Yes. All the tag fields must be completed in full by the electrician before the electrical installation can be reconnected to the electricity supply. The notice number must also be included on the tag.
Note: you do not have to submit the Notice of Completion to get the notice number. It can be located by saving a draft in eNotice and the notice number will be in the top left hand corner.
Do I have to submit a Notice of Completion for the reconnection of supply by Western Power?
Yes. Under the Electricity (Licensing) Regulations 1991 you must submit a Notice of Completion within 3 days of completing the work. The completion date is the same date entered in the certification section on Western Power’s orange temporary disconnection tag.
Why do I have to fill out Western Power’s temporary disconnection tag as well as a Notice of Completion?
The temporary disconnection tag is used by Western Power to facilitate timely reconnection of supply to consumers. The certification provided by the electrical contractor on the temporary disconnection tag assures Western Power that the electrical installation is safe and ready to connect to the electricity network. The requirement to submit a Notice of Completion is mandated by regulation 52(1) of the Electricity (Licensing) Regulations 1991.
What if I have additional work to complete after the reconnection of supply by Western Power?
If other work is required following the reconnection of supply then a separate notice is required for that portion of additional work.
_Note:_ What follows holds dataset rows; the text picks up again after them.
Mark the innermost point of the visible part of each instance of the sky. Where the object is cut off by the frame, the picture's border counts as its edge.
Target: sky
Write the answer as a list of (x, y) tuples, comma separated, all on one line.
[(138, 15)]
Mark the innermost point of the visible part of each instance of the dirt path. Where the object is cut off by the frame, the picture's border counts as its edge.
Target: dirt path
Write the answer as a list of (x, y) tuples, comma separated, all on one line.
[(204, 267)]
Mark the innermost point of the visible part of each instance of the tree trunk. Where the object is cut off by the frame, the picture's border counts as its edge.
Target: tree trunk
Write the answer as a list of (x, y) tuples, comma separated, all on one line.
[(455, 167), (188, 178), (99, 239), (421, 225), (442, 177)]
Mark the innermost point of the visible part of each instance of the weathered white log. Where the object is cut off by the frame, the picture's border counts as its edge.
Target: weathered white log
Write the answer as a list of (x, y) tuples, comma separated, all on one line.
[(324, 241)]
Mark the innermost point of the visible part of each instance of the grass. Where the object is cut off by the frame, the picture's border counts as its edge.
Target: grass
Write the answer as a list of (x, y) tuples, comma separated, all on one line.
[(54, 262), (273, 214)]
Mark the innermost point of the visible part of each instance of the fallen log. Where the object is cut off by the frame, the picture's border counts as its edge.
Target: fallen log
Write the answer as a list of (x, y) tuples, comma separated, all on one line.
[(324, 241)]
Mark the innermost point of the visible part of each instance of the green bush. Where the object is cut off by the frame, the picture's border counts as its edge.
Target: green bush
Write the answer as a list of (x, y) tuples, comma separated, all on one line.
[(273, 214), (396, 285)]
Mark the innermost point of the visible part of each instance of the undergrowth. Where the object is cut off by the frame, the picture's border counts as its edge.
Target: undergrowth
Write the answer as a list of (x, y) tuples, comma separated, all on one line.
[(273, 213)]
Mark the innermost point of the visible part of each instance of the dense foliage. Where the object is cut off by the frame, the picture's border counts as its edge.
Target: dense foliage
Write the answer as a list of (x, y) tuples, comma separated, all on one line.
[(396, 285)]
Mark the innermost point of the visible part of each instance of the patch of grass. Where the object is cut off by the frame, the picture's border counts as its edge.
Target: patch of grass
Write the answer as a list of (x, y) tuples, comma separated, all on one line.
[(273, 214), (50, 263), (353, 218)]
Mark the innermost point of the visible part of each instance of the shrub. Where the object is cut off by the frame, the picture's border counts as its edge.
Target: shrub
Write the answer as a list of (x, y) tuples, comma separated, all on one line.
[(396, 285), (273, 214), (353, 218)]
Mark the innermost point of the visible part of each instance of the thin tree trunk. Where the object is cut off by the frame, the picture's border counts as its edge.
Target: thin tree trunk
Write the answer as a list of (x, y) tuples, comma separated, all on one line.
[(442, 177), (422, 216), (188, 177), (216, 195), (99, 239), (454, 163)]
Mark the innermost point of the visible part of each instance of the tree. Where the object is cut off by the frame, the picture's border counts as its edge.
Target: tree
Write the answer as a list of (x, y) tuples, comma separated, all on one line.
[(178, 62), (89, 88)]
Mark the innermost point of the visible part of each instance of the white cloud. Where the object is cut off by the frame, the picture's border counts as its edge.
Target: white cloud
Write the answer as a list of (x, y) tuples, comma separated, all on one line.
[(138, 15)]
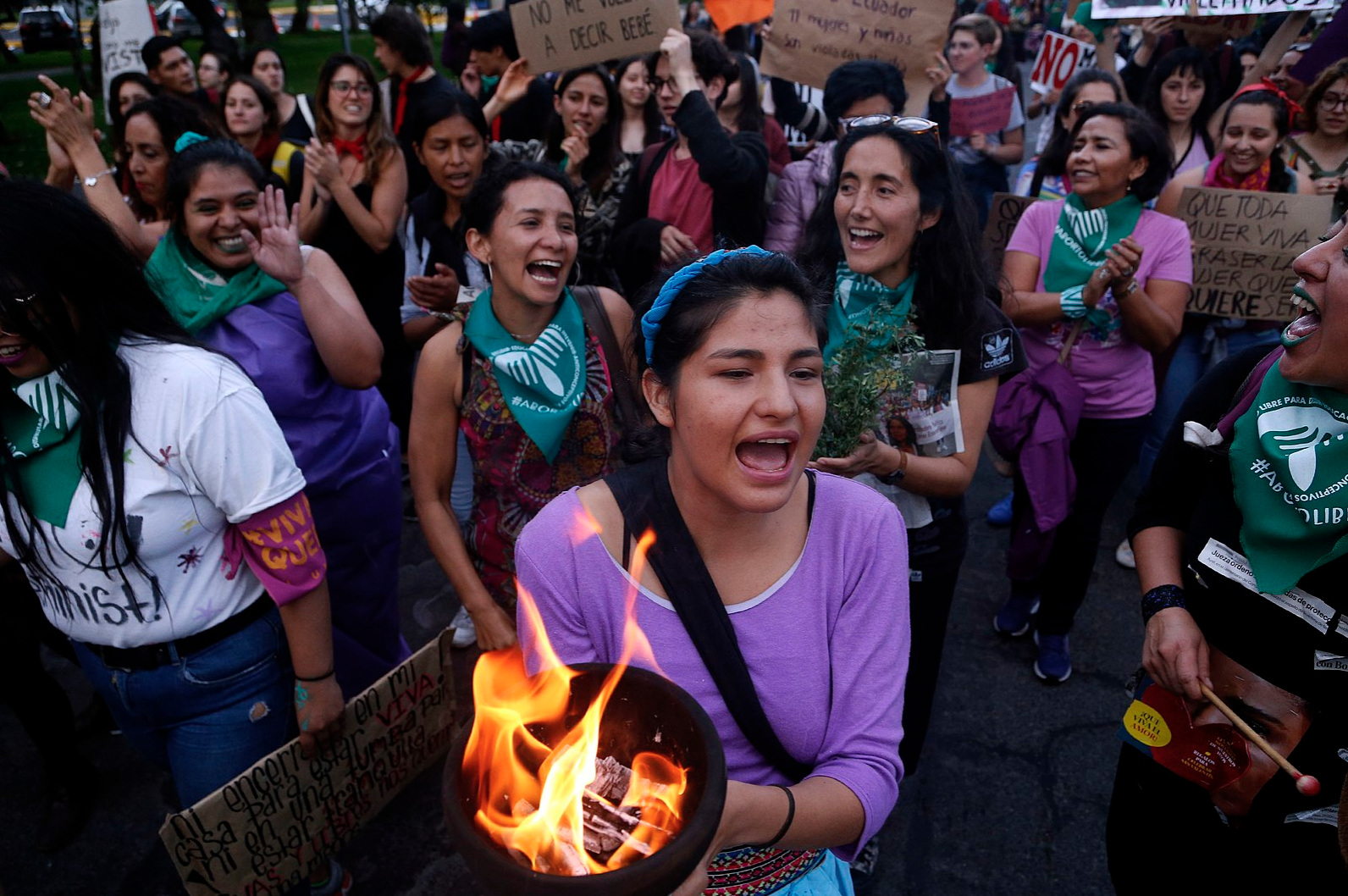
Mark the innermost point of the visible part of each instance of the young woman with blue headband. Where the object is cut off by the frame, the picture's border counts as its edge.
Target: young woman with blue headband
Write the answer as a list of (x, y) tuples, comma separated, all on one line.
[(799, 565)]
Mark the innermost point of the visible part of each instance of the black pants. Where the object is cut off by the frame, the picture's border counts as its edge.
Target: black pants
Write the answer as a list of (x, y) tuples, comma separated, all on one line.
[(34, 695), (1102, 456), (929, 611)]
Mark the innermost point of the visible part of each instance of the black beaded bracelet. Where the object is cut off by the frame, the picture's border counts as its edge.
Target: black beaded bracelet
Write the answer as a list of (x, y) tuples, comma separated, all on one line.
[(790, 816), (1159, 599)]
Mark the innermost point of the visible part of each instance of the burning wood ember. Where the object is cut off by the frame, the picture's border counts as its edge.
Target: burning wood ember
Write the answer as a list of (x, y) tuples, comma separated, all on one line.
[(607, 822), (544, 794)]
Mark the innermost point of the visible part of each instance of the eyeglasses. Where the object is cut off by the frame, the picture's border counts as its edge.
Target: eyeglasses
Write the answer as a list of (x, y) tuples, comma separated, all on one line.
[(906, 121), (346, 86)]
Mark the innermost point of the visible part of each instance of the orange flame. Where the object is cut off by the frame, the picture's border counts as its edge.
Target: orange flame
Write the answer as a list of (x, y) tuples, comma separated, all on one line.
[(534, 771)]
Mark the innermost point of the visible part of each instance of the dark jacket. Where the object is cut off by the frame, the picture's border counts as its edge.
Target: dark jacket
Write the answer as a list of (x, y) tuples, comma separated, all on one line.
[(735, 166)]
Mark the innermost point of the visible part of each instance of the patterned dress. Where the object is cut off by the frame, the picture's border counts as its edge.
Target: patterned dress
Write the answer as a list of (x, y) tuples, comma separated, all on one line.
[(512, 480)]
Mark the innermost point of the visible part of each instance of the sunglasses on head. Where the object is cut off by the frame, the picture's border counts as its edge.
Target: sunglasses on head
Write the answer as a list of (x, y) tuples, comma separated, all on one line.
[(909, 123)]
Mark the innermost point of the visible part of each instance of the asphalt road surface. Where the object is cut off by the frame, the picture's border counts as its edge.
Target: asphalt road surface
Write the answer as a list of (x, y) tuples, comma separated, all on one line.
[(1011, 797)]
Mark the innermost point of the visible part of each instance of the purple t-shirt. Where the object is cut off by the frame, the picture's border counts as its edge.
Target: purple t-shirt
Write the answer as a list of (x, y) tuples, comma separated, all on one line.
[(826, 645), (1115, 373)]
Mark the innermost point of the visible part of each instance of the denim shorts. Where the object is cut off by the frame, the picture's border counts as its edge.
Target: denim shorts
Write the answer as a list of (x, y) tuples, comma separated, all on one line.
[(207, 716)]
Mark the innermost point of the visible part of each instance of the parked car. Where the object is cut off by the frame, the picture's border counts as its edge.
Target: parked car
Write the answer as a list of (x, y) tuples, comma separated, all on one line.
[(175, 18), (46, 29)]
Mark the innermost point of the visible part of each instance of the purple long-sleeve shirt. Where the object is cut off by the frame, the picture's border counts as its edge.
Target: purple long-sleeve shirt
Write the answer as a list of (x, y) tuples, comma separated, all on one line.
[(826, 644)]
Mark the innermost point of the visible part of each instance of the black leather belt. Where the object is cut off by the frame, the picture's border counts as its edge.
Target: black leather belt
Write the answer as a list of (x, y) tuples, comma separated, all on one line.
[(154, 655)]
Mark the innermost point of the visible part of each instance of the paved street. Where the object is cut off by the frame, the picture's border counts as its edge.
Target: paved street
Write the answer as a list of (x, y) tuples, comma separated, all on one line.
[(1011, 798)]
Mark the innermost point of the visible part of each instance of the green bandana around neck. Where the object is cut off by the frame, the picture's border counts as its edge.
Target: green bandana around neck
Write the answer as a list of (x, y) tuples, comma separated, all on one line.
[(195, 293), (1289, 467), (858, 296), (1083, 236), (542, 382), (41, 423)]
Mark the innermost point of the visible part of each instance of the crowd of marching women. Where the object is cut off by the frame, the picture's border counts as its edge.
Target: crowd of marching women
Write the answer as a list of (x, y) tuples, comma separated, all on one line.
[(653, 293)]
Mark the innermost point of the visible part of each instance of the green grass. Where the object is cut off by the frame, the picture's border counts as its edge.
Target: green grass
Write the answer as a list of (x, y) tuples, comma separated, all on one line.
[(26, 152)]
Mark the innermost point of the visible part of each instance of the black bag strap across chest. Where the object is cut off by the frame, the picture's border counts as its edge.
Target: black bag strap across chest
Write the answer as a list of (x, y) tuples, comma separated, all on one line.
[(646, 501)]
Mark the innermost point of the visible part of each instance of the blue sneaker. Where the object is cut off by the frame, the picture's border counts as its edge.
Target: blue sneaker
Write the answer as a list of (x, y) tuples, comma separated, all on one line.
[(1054, 663), (1001, 512), (1014, 617)]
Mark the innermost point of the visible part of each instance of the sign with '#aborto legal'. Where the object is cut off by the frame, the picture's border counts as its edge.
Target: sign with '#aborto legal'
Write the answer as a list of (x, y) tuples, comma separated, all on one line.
[(1157, 8), (1243, 248), (566, 34), (810, 38), (1060, 57), (123, 29), (263, 832)]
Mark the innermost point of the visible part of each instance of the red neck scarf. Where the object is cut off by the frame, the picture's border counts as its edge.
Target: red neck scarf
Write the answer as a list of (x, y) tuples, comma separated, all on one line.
[(1218, 177), (402, 97), (351, 147)]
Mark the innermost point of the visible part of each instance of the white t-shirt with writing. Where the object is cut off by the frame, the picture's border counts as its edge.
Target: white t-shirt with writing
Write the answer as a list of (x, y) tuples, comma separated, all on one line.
[(204, 451)]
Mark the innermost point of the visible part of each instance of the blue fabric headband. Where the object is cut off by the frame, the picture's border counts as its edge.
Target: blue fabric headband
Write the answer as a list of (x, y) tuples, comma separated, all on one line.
[(653, 318)]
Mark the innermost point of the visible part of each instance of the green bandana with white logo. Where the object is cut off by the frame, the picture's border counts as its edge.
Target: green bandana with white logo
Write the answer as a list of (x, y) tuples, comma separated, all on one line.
[(1289, 467), (41, 422), (858, 296), (544, 380)]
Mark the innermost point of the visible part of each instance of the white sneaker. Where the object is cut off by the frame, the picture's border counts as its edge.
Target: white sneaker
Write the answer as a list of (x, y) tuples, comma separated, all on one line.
[(466, 633)]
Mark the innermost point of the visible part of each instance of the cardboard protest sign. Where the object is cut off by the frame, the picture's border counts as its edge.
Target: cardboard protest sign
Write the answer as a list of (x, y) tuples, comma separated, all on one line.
[(1224, 27), (981, 115), (1060, 57), (810, 38), (1145, 9), (123, 29), (1243, 248), (1002, 220), (566, 34), (264, 830)]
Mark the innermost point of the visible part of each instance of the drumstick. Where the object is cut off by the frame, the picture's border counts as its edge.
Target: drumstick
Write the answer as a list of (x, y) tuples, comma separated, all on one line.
[(1307, 784)]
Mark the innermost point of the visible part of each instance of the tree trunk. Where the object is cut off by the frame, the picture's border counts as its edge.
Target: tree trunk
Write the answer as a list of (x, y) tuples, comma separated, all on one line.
[(300, 25), (213, 36), (255, 19)]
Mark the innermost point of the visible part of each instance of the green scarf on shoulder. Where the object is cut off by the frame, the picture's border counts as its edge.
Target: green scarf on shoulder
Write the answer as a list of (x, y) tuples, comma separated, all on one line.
[(41, 423), (1289, 469), (542, 380), (195, 293), (858, 296)]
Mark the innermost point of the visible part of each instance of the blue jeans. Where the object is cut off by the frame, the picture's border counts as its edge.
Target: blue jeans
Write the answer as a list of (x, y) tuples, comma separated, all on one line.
[(209, 716), (1188, 365)]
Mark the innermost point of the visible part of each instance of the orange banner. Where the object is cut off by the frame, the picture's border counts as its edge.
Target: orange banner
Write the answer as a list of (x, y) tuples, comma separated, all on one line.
[(726, 14)]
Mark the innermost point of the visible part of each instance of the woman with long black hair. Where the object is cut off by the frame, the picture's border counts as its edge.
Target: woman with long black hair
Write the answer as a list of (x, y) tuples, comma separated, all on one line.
[(1044, 177), (808, 570), (351, 205), (1181, 96), (584, 141), (301, 335), (138, 530), (898, 243)]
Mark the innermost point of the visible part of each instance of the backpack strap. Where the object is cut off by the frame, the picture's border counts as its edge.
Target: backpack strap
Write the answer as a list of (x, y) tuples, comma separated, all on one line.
[(307, 113), (1245, 396), (646, 501), (598, 323)]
What if I don’t lodge a Notice of Completion within the required 3 days?
Building and Energy have engaged with electrical contractors failing to submit Notices of Completion after reconnection of supply. Verbal and written warnings have been issued. Repeat offenders may be subject to further action, including infringement or prosecution. Submission of Notices is a legal requirement.
What if I don’t have phone signal or access to a computer to lodge a notice?
Ensure the Notice of Completion is lodged promptly when access to eNotice is next available. If outside the 3 day period, contact Building and Energy so the call can be recorded and a note can be made in the system.
I am a fourth-year electrical apprentice, am I required to obtain any first aid qualifications when I get my electrician’s licence?
No. While there are no legislative requirements for electrical workers to hold any first aid qualifications, it is highly recommended, given you are working in an industry where electrical shocks and burns can occur. Therefore, you should be familiar with treatment of shocks, burns and resuscitation procedures.
Recently I sub-contracted another electrical contractor to carry out work at a hospital. I am currently involved in a financial dispute with this sub-contractor. The sub-contractor will not finish the work until this financial dispute has been resolved. What should I do about the submission of Notices and Electrical Safety Certificates?
Given that the resolution of financial disputes can be a long drawn out process, in this instance, it is recommended that the sub-contractor should submit a Notice of Completion for the portion of electrical work they have carried out thus far at the hospital as well as providing an Electrical Safety Certificate to the person who requested the work to be carried out.